Ее забрали у него, отняли. И Майкл не знал, чьих рук это дело. Может быть, много раз думал он, Дикого Ветра, который невзлюбил его с первой встречи. Элен говорила, что ее дядя ненавидит всех белых за то, что те лишили его народ свободы, загнали в поселение. Да, их там кормили, одевали, учили детей, помогали жить. Но кто их просил это делать! — возмущался старый индеец.

...В ту жаркую ночь Майкл очнулся на дороге, ведущей в сторону Юрики. Все тело болело, лицо саднило. Он прижал руку к щеке и в свете Луны увидел кровь на ладони.

Кругом ни души. Где-то вдали кричали койоты, шурша крыльями, пролетела сова. В теплом ночном воздухе он ощущал запах крови. Собственной крови...

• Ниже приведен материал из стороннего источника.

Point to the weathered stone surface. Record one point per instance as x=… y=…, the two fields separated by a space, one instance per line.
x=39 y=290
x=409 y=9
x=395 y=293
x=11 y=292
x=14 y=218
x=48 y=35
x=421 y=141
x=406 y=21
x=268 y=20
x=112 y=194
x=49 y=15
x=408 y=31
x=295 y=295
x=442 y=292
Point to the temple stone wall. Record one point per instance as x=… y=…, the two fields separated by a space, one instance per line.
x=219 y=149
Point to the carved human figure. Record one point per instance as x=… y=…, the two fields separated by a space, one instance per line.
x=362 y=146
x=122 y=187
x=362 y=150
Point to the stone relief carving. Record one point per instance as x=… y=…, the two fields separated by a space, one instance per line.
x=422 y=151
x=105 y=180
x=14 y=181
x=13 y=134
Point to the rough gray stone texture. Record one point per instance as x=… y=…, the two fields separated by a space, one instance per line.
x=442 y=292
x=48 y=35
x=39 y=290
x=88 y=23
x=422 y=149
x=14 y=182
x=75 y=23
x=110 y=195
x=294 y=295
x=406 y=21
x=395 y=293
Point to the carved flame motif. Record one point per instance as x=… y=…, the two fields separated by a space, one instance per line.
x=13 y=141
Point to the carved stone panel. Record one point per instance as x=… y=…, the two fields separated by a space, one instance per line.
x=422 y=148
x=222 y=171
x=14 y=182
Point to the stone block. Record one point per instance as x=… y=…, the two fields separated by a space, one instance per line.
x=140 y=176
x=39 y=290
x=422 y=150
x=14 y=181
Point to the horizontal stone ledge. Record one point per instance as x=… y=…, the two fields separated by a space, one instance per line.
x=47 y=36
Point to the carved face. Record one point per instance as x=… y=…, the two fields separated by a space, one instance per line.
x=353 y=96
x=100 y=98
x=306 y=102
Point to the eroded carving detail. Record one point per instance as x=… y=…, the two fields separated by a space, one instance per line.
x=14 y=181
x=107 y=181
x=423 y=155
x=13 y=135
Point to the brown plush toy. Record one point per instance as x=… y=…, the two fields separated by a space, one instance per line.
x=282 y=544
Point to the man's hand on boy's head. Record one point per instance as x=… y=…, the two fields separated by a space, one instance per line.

Понемногу приходя в себя, Майкл начал вспоминать. Они ехали с Элен на лошадях... А куда они ехали? Ах да, они хотели оставить лошадей на пастбище и пересесть в машину.

Он огляделся. Никого... Ни Элен, ни лошадей. А машина? До нее ему пешком идти и идти, сообразил Майкл, с трудом поднимаясь на ноги.

Горячая волна крови ударила в виски, и ему с трудом удалось сдержать стон. Он сейчас в центре Парижа, пытался убедить себя Майкл, далеко от Скотт-Вэлли...

Тогда он не посмел искать ее. Ему намекнули: Элен Диксон несовершеннолетняя, а что происходит с соблазнителями, Майкл Фадден знал...

Верил ли он, что она жива? Хотел бы верить. Но одно он знал совершенно точно — никогда в жизни ему не удастся ее найти. У индейцев свое отношение к белым, и если они решили, что Элен Диксон не быть с Майклом Фадденом, значит, так и будет.

А его ребенок?

И про него ему никогда не удастся узнать. Никогда...

Майкл с трудом пережил то страшное время. Он вытаскивал себя из этой трагедии с еще большим трудом, чем из вьетнамской войны. Из войны было проще себя вытащить. Не он один в ней увяз и не он ее начал. На войне все просто выполняли чей-то приказ. Но с Элен Диксон ты все сделал сам, в который уже раз упрекал себя Майкл. Кому теперь докажешь, что любил ее больше жизни?

В порыве бессильной ярости Майкл сжег тогда все картины, на которых была изображена Элен.

С тех пор он не мог писать и рисовать, как прежде. И однажды Майкл Фадден решил забросить искусство. Чем он только не занимался! Журналистикой, рекламным делом... Но стоило ему ночью закрыть глаза, в мозгу возникали картины, на которых была она, Элен. Она дразнила его, иссушала душу и мозг. И утром ему приходилось браться за карандаш и изображать то, что было продиктовано ему — кем? Ею? Неважно. А потом, чтобы не бередить душу, не смотреть в укоряющие глаза Элен, он снова хватал карандаш и водил им по рисунку, как малолетний ребенок.